Almost every week I know I can count on two things: Someone is going to ask me about seat sizing and I will see a rider on a hardshell seat that is too small for them.
Fit on a hardshell seat is a very personal preference. Most performance riders love the feel of a fully supportive seat behind them. If you are one of them, then read on! This article is for you.
There are a variety of seats on the market today. We build our own Carbent HPV seats in-house and they are based on the Velokraft seats of old. Bacchetta supplies a seat that has the same shape but slightly different sizing. HP Velotechnik’s BodyLink seat is the only adjustable hardshell seat on the market. Finally, ICE makes a beautiful seat designed specifically for trike use.

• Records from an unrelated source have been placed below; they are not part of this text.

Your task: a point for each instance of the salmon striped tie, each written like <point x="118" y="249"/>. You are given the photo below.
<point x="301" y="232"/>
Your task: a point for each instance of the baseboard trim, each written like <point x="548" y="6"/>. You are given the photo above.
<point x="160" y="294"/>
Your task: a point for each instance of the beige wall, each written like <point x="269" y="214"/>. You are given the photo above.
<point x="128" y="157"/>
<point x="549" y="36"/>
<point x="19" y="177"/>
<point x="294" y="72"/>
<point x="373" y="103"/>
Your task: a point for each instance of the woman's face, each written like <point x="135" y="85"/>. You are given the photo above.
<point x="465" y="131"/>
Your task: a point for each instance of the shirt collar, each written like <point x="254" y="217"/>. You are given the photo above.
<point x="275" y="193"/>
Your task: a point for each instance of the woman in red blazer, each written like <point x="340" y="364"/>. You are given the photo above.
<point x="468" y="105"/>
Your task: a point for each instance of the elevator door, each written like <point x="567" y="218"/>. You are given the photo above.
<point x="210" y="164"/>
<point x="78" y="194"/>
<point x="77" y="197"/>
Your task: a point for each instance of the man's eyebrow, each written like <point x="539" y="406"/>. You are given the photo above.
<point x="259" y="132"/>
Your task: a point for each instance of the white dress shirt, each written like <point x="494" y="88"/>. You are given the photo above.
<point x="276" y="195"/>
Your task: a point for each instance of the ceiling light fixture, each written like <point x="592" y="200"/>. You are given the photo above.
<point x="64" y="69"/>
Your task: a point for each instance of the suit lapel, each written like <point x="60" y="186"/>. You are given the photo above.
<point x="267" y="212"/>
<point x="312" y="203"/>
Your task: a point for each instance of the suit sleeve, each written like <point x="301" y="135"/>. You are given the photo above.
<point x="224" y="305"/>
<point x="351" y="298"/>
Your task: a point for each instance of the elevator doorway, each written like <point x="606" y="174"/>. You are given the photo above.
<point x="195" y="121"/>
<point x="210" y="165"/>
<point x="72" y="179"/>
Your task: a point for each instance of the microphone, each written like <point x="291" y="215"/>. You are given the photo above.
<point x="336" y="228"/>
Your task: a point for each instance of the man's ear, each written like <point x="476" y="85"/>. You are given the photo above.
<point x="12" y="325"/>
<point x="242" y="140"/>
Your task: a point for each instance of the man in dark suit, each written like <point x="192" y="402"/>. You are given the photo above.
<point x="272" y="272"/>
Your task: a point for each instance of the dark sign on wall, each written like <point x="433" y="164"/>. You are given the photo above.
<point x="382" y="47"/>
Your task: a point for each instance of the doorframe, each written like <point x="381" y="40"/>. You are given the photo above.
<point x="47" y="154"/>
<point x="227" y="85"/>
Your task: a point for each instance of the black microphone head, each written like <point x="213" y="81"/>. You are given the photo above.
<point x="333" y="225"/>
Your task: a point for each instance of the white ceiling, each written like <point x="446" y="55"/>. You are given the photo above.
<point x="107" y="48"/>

(The process we use to build our seats in-house is almost identical, but we vacuum bag the pieces to get rid of excess epoxy.)
In terms of fitting, the general guideline is that when the pad is on the seat, the top of the seat should sit right at the base of your neck. Note, the seat pad needs to be installed. So, changing your seat pad can also change the fitting of your seat. For example, if you are ordering a Carbent HPV seat and plan on using the basic foam pad, we will suggest a seat size that is one size larger than if you are using a Ventisit pad.
Bacchetta seats are approximately 1/2 size smaller than the Carbent HPV seats, and are available in medium and large. The Carbent HPV seats are available in medium, large and extra large. So, between the two brands, we can supply five lengths of seats in half-sizes.
The ICE seat has a similar size to the Carbent HPV seat, but in has built-in wings to provide lateral support for trike riders. Unfortunately, the ICE seat will not work on other brands as some of their mounting hardware is built into the seat and is not removeable.
The beauty of the BodyLink seat is that it is adjustable. So, one size fits 95% of the riders out there! The BodyLink seat uses three supporting points that are built into the HP Velotechnik seat. It may work on other bikes, but we haven’t tried to know for sure.